Fibershed: the Arc of Texture and Color Derived from a Regional Land Base
Presented by Rebecca Burgess Saturday, January 18, 2020, 10 am Koret Auditorium, de Young Museum
Admission: Free for current members of the TAC; $5 for students and members of FAMSF; $10 General Admission. Cash or checks only.
Exploring the agro-ecological and social cultural depth of this strategic geography has become the life’s work of presenter, Rebecca Burgess. In this presentation, Burgess will expand on her personal work to live within the Fibershed that she calls home and will share select agro-cultural narratives from Fibershed landscapes emerging in all corners of the world.
The processes and phases responsible for getting us dressed each day produce more carbon and greenhouse gas emissions than international and maritime shipping combined. The pace of production and consumption has accelerated so quickly since the beginning of the 21st century, that if we look at the global scale of waste streams— one garbage truck of textiles goes into the landfill or incinerator every second.
Our clothes need not come at the cost of human and planetary health and wellbeing. Through the work to both slow down our consumption and simultaneously re-connect to the life giving textile resources within a strategic geography we can begin to re-sensitize our selves to the working landscapes and processes that generate our second skin. The word that has been coined to describe this strategic geography is known as a Fibershed.
Fibersheds are landscapes that produce an arc of color and texture that define the aesthetic foundation of a textile.
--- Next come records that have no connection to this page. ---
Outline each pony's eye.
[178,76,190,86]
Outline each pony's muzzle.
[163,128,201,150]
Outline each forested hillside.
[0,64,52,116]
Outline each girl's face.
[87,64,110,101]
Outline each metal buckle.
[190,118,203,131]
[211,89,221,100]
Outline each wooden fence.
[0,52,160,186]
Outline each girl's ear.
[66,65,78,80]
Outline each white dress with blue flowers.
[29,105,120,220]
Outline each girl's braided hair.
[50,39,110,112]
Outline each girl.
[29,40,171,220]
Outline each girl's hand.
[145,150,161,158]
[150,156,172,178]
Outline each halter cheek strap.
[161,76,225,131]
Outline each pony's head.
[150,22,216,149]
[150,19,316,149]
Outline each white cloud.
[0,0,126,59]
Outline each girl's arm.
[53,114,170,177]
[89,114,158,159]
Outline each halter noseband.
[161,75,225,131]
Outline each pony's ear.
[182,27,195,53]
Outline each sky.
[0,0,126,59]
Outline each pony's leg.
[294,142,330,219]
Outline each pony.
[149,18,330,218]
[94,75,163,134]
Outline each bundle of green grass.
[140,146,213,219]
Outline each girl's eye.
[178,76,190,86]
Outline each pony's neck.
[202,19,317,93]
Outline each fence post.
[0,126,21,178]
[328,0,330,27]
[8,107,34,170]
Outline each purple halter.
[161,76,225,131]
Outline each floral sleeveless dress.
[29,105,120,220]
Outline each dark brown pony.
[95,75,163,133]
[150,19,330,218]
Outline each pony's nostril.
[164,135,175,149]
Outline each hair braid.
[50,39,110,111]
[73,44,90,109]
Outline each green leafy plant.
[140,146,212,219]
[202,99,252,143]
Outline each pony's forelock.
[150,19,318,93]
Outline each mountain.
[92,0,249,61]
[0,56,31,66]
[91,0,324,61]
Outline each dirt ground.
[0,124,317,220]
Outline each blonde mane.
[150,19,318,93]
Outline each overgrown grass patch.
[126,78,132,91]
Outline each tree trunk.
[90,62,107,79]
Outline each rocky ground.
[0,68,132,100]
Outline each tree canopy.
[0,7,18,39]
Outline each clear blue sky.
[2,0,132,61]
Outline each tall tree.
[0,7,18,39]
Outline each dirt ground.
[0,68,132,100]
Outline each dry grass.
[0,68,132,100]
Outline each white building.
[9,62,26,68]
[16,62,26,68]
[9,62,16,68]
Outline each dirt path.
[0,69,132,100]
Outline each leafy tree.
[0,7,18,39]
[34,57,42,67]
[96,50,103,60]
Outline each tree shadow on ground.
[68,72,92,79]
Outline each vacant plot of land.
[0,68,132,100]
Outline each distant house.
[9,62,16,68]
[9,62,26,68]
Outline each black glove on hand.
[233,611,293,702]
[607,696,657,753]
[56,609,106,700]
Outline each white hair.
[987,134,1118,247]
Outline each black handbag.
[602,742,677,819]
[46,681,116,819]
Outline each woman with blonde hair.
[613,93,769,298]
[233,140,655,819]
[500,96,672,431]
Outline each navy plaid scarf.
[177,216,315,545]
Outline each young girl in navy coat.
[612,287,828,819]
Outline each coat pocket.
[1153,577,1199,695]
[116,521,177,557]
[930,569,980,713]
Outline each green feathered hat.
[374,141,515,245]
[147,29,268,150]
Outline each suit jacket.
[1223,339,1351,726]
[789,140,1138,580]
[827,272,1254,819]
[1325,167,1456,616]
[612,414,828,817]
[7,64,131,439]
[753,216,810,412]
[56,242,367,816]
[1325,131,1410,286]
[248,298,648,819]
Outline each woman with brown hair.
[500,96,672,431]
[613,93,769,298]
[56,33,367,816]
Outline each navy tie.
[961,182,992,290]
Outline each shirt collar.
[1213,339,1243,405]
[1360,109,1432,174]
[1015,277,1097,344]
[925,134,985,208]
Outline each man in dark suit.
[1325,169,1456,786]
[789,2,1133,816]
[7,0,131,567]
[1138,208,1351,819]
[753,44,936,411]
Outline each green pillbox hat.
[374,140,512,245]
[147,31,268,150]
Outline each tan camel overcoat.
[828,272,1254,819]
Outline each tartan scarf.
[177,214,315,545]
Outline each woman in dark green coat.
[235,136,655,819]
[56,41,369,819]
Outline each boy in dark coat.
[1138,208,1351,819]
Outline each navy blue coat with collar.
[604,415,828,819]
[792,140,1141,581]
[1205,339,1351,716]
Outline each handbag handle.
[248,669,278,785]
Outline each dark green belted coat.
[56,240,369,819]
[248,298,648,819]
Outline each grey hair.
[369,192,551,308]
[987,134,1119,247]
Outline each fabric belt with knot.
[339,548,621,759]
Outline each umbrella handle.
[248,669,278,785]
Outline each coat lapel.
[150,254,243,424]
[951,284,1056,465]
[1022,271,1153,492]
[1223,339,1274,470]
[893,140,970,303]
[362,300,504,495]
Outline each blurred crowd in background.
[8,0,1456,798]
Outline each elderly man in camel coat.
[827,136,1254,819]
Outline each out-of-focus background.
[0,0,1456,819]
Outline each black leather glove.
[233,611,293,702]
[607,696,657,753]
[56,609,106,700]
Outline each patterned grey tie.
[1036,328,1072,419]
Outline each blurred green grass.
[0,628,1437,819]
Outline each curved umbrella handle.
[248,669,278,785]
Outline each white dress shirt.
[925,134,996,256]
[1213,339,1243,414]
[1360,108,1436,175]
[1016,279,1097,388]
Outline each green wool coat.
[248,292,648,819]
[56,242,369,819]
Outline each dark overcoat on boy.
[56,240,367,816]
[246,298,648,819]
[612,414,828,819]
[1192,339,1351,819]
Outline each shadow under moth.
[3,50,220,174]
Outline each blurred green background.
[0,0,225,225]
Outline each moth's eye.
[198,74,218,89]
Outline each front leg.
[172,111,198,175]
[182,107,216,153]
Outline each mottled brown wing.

The concept of ‘sheds’ as applied to material culture is an ancient one—before colonization and then fossil carbon usage were deployed to speed up the movement and concentration of material resources into centralized supply chains—humans had developed well honed and advanced place-based systems for the procurement of food, fiber, flora and fuel.
In North Central California 3.1 million pounds of wool and 250 million pounds of cotton, a smattering of emerging indigo, hemp and flax growers and a host of small mills, felters, knitters, weavers, designers and cut & sewers define the growing and processing of our region’s Fibershed.
Rebecca Burgess is the Executive Director of the 501c3 non-profit organization, Fibershed. The organization’s mission is to develop regional fiber systems that build soil and protect the health of our biosphere.